In any case, rather than telling Quintus about a city or land designated “Roman Catholic,” the priest had spoken of gods, whom he called the gods of Catholica Romana, the “holy three.” The greatest god was referred to as Pater to all, so Quintus thought of him as Jupiter Optimus Maximus. Pater Joe, however, chiefly revered the youngest god of the holy three, who seemed to have been murdered by priests and then resurrected, which sounded like an Egyptian tale Quintus had heard in Alexandria. Although in this matter, too, there was confusion. Pater Joe’s god had been crucified, which, so far as Quintus knew, was a uniquely Roman form of execution. It was all very odd. In addition to the holy three, there was a fourth, a divine mother, and to this divine mother was Pater Joe’s temple dedicated. Her image stood out of doors, ringed with blooming flower
s and seats. Quintus thought she might have been Vesta or the Bona Dea, although at times she sounded more like Diana, the ever-virgin.
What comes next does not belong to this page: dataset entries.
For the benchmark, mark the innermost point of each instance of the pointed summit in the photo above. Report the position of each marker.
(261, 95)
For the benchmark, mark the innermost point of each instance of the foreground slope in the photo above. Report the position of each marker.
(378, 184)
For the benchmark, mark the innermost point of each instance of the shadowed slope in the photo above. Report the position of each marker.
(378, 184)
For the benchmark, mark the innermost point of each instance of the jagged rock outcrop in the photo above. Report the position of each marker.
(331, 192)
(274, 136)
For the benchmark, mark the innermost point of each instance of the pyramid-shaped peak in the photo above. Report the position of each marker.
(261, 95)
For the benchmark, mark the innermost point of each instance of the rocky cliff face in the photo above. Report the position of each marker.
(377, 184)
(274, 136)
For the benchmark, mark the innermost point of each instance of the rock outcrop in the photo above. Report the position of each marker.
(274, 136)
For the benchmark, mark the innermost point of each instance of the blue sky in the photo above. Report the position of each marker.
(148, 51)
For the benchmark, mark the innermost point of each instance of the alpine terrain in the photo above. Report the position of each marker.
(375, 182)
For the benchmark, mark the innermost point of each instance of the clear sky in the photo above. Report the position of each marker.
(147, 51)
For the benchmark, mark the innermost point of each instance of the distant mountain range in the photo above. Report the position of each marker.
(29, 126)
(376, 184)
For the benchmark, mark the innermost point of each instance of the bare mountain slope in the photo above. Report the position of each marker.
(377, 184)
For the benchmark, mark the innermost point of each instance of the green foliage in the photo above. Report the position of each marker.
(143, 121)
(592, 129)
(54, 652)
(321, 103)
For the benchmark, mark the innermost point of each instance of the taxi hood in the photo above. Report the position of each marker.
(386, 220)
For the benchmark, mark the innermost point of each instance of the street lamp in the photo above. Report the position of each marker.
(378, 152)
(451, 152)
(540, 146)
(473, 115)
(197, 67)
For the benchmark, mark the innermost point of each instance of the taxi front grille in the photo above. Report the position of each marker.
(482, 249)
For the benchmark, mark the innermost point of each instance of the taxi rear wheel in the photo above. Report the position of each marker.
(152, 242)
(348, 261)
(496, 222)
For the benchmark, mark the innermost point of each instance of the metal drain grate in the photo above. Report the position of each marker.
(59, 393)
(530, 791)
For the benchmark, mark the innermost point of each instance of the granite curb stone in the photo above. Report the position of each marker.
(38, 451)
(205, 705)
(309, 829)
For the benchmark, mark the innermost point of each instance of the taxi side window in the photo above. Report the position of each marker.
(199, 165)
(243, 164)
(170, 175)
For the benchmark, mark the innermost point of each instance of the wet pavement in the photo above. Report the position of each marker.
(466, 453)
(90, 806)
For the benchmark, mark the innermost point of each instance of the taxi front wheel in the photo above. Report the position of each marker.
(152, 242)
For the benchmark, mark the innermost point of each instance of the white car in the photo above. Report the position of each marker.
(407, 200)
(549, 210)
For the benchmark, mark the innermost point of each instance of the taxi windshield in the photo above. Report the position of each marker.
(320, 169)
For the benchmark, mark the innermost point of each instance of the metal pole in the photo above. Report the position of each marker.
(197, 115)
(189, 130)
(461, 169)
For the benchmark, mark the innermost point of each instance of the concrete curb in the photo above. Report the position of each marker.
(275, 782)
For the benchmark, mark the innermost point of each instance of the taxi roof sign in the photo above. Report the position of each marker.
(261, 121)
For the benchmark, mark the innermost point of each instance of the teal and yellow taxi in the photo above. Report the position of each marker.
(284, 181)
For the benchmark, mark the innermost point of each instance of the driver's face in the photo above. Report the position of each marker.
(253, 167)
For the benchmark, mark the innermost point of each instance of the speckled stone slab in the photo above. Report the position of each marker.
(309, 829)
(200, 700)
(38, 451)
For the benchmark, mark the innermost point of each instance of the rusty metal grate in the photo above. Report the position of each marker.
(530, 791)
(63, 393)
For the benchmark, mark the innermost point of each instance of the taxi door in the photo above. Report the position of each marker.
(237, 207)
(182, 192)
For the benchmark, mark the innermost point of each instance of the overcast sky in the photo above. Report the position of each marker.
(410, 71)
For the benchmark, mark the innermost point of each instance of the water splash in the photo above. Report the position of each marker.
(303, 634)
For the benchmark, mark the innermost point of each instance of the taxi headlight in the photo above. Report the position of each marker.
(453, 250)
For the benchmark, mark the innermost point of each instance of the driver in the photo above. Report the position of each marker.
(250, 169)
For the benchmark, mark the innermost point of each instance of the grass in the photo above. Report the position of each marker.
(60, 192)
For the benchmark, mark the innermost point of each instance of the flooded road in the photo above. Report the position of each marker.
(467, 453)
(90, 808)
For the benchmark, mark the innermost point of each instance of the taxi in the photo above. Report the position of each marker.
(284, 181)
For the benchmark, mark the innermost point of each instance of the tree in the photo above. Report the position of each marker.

Pater Joe invited Quintus to ask these gods for aid, but the gods of the Floridae were not Quintus’s gods, so how could they be expected to act for Quintus’s good? Quintus gave up trying to puzzle out the relationship of Roma to Catholica Romana and asked Pater Joe more directly where Roma was to be found. If he understood the priest correctly, Roma lay across a vast oceanus, which the tribe of the Floridae called Atlantic.
If, as Quintus feared, this Atlantic was one and the same with the sea Gaius Julius Caesar called mare Oceanum, then he was lost indeed. How was a man to cross such a sea without aid? Without a great ship and slaves to row when the winds were contrary? Pater Joe suggested Quintus should “fly” if he wished to reach Roma, pointing to great winged creatures of the sky that belched fog in their wake. But Quintus could no more compel such a creature to swoop down and carry him than he could grow wings and fly himself.
Returning to Roma seemed impossible, and when he was not raging against Julius Canis for having stolen him from thence, Quintus’s despair threatened to swallow him, as surely as the Atlantic would swallow him if he sought to cross it.
9
• KHAN •
Missouri, February–March
In the weeks following his discovery that the thumb drive had disappeared, Khan neither crawled back to Littlewood to ask forgiveness nor broke into Littlewood’s lab to steal the information he needed. He worked on plans for the singularity device, occasionally obsessing over the location of his missing thumb drive. Annoyingly, the missing object made him think of Arthur Littlewood and his penchant for leaving important items lying around. These recollections were infuriating; Khan was not Littlewood. Khan was not forgetful. He was organized and alert and careful with his things.